Querés gritar pero los doscientos cincuenta kilómetros por hora a los que caés sin ataduras te atoran la garganta y no dejan salir el aire. Tenés el pelo más lacio del mundo, en vertical. No importan el peso ni la edad, tenés mofletes que titubean a cada metro más de caída libre. Y al mismo tiempo, ahí arriba no tenés panza ni te estás cagando encima, no debés la factura de internet ni te han engañado nunca, jamás. Ahí arriba sos una lanza que rompe el tiempo.
Pero sin épica: tenés montado encima un teletubbie con mochila que durante cinco o seis minutos es lo único en lo que podés confiar.
Tirarse en paracaídas no es cuestión de valentía. Es un gesto temerario, más vale; no es lo mismo que tomar un subte en hora pico ni que patear en un skate park, ni siquiera tiene mucho que ver con las montañas rusas. Pero no requiere de valentía sino de confianza en la magia. En la magia de volar, más vale, y aunque sea sin dominio: la única verdad es la realidad de que mientras estés en el aire estarás volando, y lo estarás hasta tocar el piso, sea en un hábil y esbelto descenso, o estrolado.
Pero también en la magia general del cuerpo, una maquinaria preparada para afrontar tanto y no quebrarse, y en los trucos particulares de cada sentido: en cómo se ve todo desde ahí, en cuán penetrante puede ser el viento, en qué olor tiene el aire a tres mil metros de distancia de los canteros cagados y la comida pudriéndose.

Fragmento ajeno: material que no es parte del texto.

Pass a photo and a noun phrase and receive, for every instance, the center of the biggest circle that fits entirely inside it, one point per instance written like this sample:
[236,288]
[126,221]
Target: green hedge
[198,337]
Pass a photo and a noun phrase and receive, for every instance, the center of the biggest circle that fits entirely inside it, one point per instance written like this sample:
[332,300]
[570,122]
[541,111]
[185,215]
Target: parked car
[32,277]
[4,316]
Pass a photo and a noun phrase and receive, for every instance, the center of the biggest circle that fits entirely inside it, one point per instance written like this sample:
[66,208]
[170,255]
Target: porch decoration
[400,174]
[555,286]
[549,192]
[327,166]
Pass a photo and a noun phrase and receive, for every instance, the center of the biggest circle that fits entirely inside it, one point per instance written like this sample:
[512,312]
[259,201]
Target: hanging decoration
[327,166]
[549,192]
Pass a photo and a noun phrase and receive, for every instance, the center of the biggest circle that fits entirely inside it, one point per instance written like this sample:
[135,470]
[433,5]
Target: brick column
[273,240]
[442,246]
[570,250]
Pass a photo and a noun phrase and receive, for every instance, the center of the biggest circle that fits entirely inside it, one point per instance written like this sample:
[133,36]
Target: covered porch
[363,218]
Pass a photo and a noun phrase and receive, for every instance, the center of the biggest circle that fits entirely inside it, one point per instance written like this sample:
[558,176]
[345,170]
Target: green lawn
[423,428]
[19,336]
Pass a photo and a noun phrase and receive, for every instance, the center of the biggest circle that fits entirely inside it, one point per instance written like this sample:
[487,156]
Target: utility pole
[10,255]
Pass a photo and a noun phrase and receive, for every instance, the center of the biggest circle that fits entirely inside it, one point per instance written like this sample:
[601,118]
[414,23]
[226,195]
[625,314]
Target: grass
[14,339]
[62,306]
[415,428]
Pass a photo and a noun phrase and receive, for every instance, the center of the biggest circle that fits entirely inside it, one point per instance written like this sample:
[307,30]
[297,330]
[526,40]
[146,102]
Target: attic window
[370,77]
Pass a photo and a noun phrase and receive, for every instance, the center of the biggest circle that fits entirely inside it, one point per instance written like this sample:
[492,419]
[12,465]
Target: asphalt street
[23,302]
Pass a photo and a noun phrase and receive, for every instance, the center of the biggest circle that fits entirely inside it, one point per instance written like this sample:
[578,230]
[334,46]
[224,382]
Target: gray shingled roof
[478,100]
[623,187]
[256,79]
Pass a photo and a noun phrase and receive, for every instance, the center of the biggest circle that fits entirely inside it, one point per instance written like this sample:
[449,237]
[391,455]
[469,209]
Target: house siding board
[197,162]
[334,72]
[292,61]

Cada experiencia es única, pero es posible que cuando se abra la puerta del ultraliviano y tengas que sacar las piernas y dejarlas colgando, unos tres kilómetros por encima de la laguna de Chascomús o donde sea, sólo quieras darte un chapuzón en ese mar de tiempo.
Hay algo cultural: el conocimiento de que no moriremos en esa experiencia, porque estadísticamente es más probable fallecer en un accidente en la ruta. Y hay algo místico: como flashear que ese paracaídas esté hecho de ala de dragón.
Tampoco aporta mucho que te la cuenten, ni que te digan que la hagas (igual, ¡hacela!). Como salto de fe, el del paracaídas implica aceptar lo que no sabemos. No sabemos operar ese instrumental, no sabemos si alguna otra vez volveremos a hacerlo, no sabemos volar. Carajo, ¡si ni siquiera sabemos caer! Pero se abre la puerta...
Todavía no sentimos lo que un instante después de atravesarlo te devela el vacío: que todo va a estar bien. Pero creemos en ello. Así que sacamos las piernas. Y caemos.